The bill doesn’t create breed-specific legislation, Beagle said but does create preventative measures and hold dog owners more accountable.
Changes include:
- Creating a comprehensive penalty structure for nuisance, dangerous and vicious dogs as well as clearer penalties for seriously injuring or killing a person or a companion animal.
- Extending the amount of time felons cannot own dogs from three years to five years and adding child abusers to the list of restricted owners.
- Requiring that every call to a dog warden generates an investigation or follow-up.
- Allowing those seeing the crime to sign affidavits as witnesses.
- Creating penalties for not complying with the requirements of owning, transferring or registering a dangerous or vicious dog.
- Giving dog wardens arresting authority.
- Requiring owners to respond to warnings or postings within a certain amount of time, or be fined.
- Charging dog owners, under certain conditions, with a fifth-degree felony on the first offense.
“The goal here is to make the community safer and reduce the chances that anything like what happened to Ms. Richey would ever happen again,” Montgomery County Commissioner Dan Foley said.
Dayton Mayor Nan Whaley said it was the city’s recommendation to require dog owners who are warned by a dog warden to respond to the notification.
“We hope there are opportunities for the police, the court system, the state legislature to all work together and be honest where the gaps are in this effort,” Whaley said.
Former state Reps.

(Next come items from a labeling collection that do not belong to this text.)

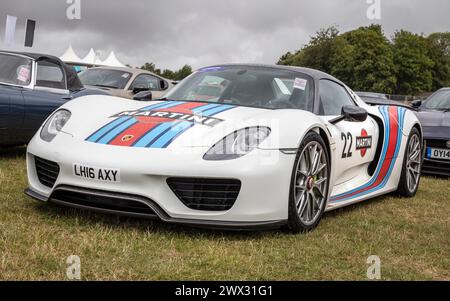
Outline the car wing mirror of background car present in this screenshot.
[133,90,152,101]
[411,99,422,109]
[329,105,368,124]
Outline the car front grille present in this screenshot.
[167,178,241,211]
[34,157,59,188]
[50,188,155,216]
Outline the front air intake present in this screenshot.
[167,178,241,211]
[34,157,59,188]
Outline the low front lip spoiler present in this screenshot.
[24,185,287,231]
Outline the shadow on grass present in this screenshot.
[34,203,278,241]
[0,146,27,159]
[28,185,410,241]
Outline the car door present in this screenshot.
[0,85,24,145]
[127,74,165,99]
[23,60,70,138]
[319,79,378,185]
[0,52,32,145]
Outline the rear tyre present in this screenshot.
[287,132,330,233]
[397,127,423,197]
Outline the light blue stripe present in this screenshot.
[139,101,185,111]
[133,122,176,147]
[361,109,403,195]
[192,103,222,113]
[86,116,129,142]
[150,121,192,148]
[203,105,233,116]
[331,106,390,202]
[97,118,137,144]
[336,107,406,202]
[86,101,184,142]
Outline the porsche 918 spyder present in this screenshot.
[26,65,423,232]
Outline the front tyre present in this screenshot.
[397,127,422,197]
[288,132,330,233]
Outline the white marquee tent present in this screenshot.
[59,45,125,67]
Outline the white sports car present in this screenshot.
[26,65,423,232]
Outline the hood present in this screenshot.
[59,96,284,148]
[417,110,450,139]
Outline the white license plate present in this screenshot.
[72,163,120,183]
[427,147,450,160]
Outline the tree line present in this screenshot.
[278,25,450,95]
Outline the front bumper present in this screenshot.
[26,133,295,229]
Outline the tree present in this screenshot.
[393,30,434,95]
[427,32,450,90]
[330,25,397,93]
[278,26,339,73]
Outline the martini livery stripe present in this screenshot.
[330,106,406,205]
[86,101,182,142]
[86,101,235,148]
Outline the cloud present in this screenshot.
[0,0,450,69]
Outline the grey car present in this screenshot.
[78,67,174,99]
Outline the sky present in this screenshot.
[0,0,450,69]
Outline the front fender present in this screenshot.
[255,110,333,150]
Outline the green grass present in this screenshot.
[0,149,450,280]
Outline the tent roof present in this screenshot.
[101,51,125,67]
[59,45,81,62]
[60,45,125,67]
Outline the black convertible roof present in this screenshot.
[0,50,84,91]
[202,64,343,84]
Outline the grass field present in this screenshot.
[0,149,450,280]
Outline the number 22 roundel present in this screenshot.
[356,129,372,157]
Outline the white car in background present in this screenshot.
[26,65,423,232]
[78,67,176,100]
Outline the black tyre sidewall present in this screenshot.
[397,127,424,197]
[288,132,331,233]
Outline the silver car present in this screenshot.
[78,67,174,99]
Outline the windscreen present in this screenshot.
[165,66,314,111]
[0,54,31,86]
[78,69,131,89]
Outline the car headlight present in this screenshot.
[203,126,270,161]
[41,110,71,142]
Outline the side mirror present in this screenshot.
[133,86,150,94]
[330,105,368,124]
[133,90,152,101]
[160,80,169,90]
[411,99,422,109]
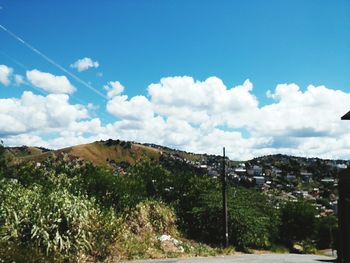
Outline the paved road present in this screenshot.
[121,254,334,263]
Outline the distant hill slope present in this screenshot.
[6,140,161,166]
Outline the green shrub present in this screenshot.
[280,200,317,247]
[0,181,117,261]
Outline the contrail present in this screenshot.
[0,24,107,100]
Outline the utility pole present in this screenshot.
[222,147,228,247]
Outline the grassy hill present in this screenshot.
[7,140,162,166]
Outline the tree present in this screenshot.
[280,200,317,247]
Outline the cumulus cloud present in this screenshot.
[26,69,75,94]
[107,95,154,120]
[0,91,88,136]
[15,74,24,86]
[70,57,99,72]
[0,65,13,86]
[103,81,124,99]
[0,73,350,160]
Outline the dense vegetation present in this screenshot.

Roland Winburn, D-Harrison Twp., and Terry Blair, a Republican from Washington Twp., introduced another bill last May.
But Blair died in June and Winburn lost his re-election bid in November. Winburn was on hand Monday.
“I’m glad to see Sen. Beagle picking this up,” Winburn said. “(The bill) is very clear in what it wants to accomplish — address those issues about irresponsible (dog) ownership and the impact that dogs can hurt people.”
Beagle said other ideas will be discussed later that are not part of this legislation.
They include providing training for dog wardens if they have arresting power; seizing problem dogs and the property rights issue; creation of a dangerous dog database; and giving dog wardens access to the same information police officers have.
“We didn’t want to hold up the rest of this bill while we’re considering all these issues and make it too exhaustive,” Beagle said.
Richey, 57, was attacked outside of her home at 31 E. Bruce Ave. early Feb. 7, 2014. Her body lay outside in sub-freezing temperatures until a passerby reported seeing a naked body in the snow around 8:15 a.m. When police responded, the dogs charged them and were shot and killed.
In September, a Montgomery County grand jury declined to indict the owners, Andrew Nason and Julie Custer, on felony charges related to Richey’s death. Within 24 hours they were arrested and each charged by the city of Dayton with two misdemeanor counts of failure to control dogs.
Earlier this month, Nason, 30, and Custer, 27, pleaded no contest. Dayton Municipal Court Judge Carl Henderson then found them guilty on two counts each of failure to control dogs.
The dogs were registered to Custer, who lived at 35 E. Bruce Ave. along with the homeowner, Nason.
Nason and Custer are expected to be sentenced next month following the completion of pre-sentencing investigations. They each face a maximum sentence of six months in jail and a $1,000 fine.
In total, there were 13 complaints about 35 E. Bruce Ave. filed with the Animal Resource Center. There were another 46 calls to the Montgomery County Regional Dispatch Center related to Nason’s home between Dec. 27, 2011, and Richey’s death. Richey or someone associated with her phone number called the Montgomery County Regional Dispatch Center 23 times. The other calls were anonymous.
The majority of calls were about the dogs at the Nason house, but other calls included complaints about juveniles, fireworks and other activity.
The two dogs that attacked Richey did not have a designation as nuisance, dangerous or vicious because they had no history of biting someone or killing another dog, Mark Kumpf, director of the Montgomery County Animal Resource Center, previously said.